Двое танцовщиков, которых Итагю называл не иначе как «голубыми монголами», появились на сцене с длинным шестом, зловеще заостренным с одного конца. Музыка, звучавшая тройным форте, перекрывала гомон зрителей. В зал вошли жандармы, безуспешно пытаясь восстановить порядок. Сатин, положив руку на плечо Поркепика, подался вперед, весь дрожа от волнения. Эта сцена была придуманной им хореографической изюминкой всего спектакля. Идею он позаимствовал из одного описания резни американских индейцев. Еще два монгола вывели на авансцену коротко остриженную извивающуюся Су Фень, остальные всадили шест ей в промежность и медленно подняли над головами причитающих служанок. Вдруг одна из механических кукол-служанок как очумелая заметалась по сцене. Сатин заскрежетал зубами. «Чертов немец, – простонал он, – эта дрянь отвлечет внимание зрителей». По его замыслу, Су Фень, вознесенная ввысь на шесте, должна была продолжать танец, сосредоточив все движения в единственной точке пространства – высшей точке и кульминации всего действа.
Шест принял вертикальное положение, до окончания балета оставалось всего четыре такта. В зале повисла жуткая тишина, жандармы и враждующие стороны обратили взоры на сцену, словно притянутые магнитом. Движения Ля Жарретьер становились все более спастическими, агонизирующими: ее обычно мертвенно-неподвижное лицо приняло выражение, которое сидевшие в первых рядах еще долгие годы будут видеть в кошмарных снах. Музыка Поркепика достигла оглушительной громкости: все полутона слились в единый рев, ноты разлетались отдельными беспорядочными вскриками все разом, как осколки гранаты; звуки духовых, струнных и ударных смешались в жуткой неразберихе. По шесту стекала кровь, движения насаженной на него девушки замедлились, грянул последний аккорд, заставив содрогнуться зал, отзвучал эхом и спустя мгновение затих. Кто-то вырубил освещение сцены, и тут же опустился занавес.
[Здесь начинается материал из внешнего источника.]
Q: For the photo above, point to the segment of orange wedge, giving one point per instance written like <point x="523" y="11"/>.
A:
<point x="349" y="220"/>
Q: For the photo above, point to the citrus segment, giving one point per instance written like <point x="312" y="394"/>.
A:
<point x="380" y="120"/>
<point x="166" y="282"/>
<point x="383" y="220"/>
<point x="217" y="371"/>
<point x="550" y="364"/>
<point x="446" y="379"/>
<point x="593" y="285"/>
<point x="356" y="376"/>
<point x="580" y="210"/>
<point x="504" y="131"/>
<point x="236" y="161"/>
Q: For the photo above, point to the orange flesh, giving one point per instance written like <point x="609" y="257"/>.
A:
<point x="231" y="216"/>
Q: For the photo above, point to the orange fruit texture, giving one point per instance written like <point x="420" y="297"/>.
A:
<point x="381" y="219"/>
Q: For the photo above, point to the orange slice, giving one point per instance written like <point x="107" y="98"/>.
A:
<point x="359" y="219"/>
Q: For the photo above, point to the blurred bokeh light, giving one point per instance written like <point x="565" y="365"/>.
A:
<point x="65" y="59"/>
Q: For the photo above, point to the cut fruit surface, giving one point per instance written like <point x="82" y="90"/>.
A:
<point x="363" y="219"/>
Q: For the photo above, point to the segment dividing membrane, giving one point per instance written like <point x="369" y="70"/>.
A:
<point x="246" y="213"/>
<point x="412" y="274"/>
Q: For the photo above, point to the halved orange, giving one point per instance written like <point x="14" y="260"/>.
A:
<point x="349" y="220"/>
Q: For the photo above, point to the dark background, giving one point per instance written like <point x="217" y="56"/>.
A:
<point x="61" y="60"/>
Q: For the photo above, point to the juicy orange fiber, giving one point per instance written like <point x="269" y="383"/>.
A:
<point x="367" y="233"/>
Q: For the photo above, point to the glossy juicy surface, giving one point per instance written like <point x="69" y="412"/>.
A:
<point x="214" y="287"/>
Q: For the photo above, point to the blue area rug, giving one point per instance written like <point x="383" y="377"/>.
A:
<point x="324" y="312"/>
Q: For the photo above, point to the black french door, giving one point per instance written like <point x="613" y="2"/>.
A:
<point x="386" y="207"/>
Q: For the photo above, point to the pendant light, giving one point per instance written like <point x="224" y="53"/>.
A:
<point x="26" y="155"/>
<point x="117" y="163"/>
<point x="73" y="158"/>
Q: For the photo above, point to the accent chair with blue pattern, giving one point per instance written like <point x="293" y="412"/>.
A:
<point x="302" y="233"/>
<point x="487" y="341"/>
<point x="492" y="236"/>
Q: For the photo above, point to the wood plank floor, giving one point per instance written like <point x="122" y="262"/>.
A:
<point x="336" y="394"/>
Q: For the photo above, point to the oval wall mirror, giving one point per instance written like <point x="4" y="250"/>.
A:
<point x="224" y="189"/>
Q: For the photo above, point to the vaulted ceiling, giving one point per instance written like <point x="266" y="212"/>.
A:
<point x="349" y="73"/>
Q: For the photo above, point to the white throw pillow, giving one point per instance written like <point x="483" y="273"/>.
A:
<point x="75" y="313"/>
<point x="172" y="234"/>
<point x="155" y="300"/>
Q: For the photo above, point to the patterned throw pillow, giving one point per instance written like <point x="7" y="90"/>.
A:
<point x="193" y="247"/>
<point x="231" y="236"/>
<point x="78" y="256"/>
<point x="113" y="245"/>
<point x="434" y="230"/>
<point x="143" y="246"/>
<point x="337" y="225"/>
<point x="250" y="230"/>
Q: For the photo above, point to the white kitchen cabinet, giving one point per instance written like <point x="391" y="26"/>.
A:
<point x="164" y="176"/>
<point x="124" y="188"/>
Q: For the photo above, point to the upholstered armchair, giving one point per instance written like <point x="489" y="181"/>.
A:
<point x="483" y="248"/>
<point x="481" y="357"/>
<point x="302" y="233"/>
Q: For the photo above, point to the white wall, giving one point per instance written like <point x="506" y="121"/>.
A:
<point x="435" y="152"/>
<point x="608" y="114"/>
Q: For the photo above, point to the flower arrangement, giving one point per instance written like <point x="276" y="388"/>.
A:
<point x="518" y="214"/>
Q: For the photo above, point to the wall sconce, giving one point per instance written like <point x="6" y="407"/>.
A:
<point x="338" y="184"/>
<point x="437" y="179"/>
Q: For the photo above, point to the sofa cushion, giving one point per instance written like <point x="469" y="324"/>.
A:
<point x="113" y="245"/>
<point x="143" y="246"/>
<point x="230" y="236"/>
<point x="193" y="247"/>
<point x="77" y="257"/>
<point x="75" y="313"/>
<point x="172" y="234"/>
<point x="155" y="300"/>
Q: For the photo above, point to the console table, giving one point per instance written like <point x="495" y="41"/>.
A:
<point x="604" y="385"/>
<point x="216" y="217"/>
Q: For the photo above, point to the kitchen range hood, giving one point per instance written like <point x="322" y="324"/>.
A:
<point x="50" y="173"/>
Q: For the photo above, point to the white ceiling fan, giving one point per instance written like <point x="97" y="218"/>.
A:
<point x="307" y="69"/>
После этого занавес так и не поднялся. Перед выходом на сцену Мелани должна была надеть защитный металлический бандаж наподобие пояса верности, в который вставлялся конец шеста. Но она его не надела. Как только Итагю заметил кровь, он сразу же велел найти среди зрителей врача и привести его за кулисы. Врач в разодранной сорочке и с синяком под глазом склонился над девушкой и констатировал, что она мертва.
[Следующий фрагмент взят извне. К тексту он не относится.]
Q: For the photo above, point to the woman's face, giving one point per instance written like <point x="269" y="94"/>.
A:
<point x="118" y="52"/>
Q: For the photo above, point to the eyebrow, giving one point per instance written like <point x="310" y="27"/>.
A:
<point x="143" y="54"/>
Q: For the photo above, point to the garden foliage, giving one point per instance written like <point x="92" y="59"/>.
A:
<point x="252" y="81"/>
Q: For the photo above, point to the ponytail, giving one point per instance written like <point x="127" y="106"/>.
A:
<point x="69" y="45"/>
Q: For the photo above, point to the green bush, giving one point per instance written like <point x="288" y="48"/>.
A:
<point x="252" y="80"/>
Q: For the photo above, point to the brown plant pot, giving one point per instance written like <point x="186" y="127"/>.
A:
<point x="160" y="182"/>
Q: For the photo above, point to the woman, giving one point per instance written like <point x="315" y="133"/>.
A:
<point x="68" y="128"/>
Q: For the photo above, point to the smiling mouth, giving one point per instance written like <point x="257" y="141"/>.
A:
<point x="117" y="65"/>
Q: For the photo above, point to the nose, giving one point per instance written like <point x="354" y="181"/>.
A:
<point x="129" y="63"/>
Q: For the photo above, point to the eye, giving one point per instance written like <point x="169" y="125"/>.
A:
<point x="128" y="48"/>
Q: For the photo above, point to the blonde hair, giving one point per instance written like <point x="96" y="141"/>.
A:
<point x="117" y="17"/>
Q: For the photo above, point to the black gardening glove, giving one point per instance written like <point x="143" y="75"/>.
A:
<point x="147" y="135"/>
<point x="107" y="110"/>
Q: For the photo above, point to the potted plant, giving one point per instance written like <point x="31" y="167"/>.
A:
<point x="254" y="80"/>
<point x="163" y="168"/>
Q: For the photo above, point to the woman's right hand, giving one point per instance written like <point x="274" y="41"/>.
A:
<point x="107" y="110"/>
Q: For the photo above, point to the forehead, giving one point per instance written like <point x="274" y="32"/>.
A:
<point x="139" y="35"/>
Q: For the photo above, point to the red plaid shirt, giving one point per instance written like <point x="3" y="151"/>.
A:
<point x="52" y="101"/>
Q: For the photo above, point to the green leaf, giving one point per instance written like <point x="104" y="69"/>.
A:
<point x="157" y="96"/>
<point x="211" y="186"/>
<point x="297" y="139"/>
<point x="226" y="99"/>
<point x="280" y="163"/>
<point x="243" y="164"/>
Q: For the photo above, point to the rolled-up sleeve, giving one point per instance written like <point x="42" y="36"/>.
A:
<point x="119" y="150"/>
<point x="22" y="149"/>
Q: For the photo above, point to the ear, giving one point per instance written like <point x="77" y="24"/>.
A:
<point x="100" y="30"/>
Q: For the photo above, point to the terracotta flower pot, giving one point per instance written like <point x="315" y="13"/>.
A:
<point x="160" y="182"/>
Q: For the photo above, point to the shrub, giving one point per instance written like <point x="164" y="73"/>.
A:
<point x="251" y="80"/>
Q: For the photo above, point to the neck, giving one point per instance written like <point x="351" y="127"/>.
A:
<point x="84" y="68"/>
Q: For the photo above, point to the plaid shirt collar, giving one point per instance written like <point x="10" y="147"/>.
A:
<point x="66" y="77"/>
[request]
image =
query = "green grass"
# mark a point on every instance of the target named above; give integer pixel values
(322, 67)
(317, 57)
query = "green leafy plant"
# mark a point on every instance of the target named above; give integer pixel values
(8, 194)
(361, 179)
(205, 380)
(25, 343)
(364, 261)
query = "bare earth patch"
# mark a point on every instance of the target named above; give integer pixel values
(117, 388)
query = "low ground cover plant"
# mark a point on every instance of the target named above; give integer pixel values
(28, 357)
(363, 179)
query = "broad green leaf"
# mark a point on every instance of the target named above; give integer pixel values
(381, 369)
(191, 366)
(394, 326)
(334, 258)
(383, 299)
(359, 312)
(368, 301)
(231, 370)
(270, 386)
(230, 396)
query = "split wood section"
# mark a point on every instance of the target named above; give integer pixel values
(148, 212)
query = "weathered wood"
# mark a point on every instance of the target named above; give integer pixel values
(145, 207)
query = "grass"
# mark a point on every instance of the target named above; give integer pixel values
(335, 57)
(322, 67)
Никто не знает, куда потом делась женщина, возлюбленная Мелани. Некоторые утверждают, что видели, как она билась в истерике за кулисами и ее пришлось силой оттаскивать от мертвого тела Мелани, некоторые слышали, как она кричала и клялась отомстить Сатину и Итагю, которые якобы замыслили погубить невинную девушку. Коронер милосердно вынес однозначный вердикт: смерть в результате несчастного случая. Вероятно, Мелани, измученная любовной связью, возбужденная, как это обычно бывает перед премьерой, просто забыла надеть бандаж. Украшая себя бесчисленными гребнями, браслетами и прочими блестящими безделушками, она, должно быть, настолько запуталась в этой массе фетишей, что упустила из виду тот неодушевленный предмет, который мог бы спасти ей жизнь. Итагю полагал, что она совершила самоубийство, Сатин отказывался обсуждать эту тему, Поркепик воздерживался от окончательного суждения. Как бы то ни было, кошмар ее гибели преследовал их еще много лет.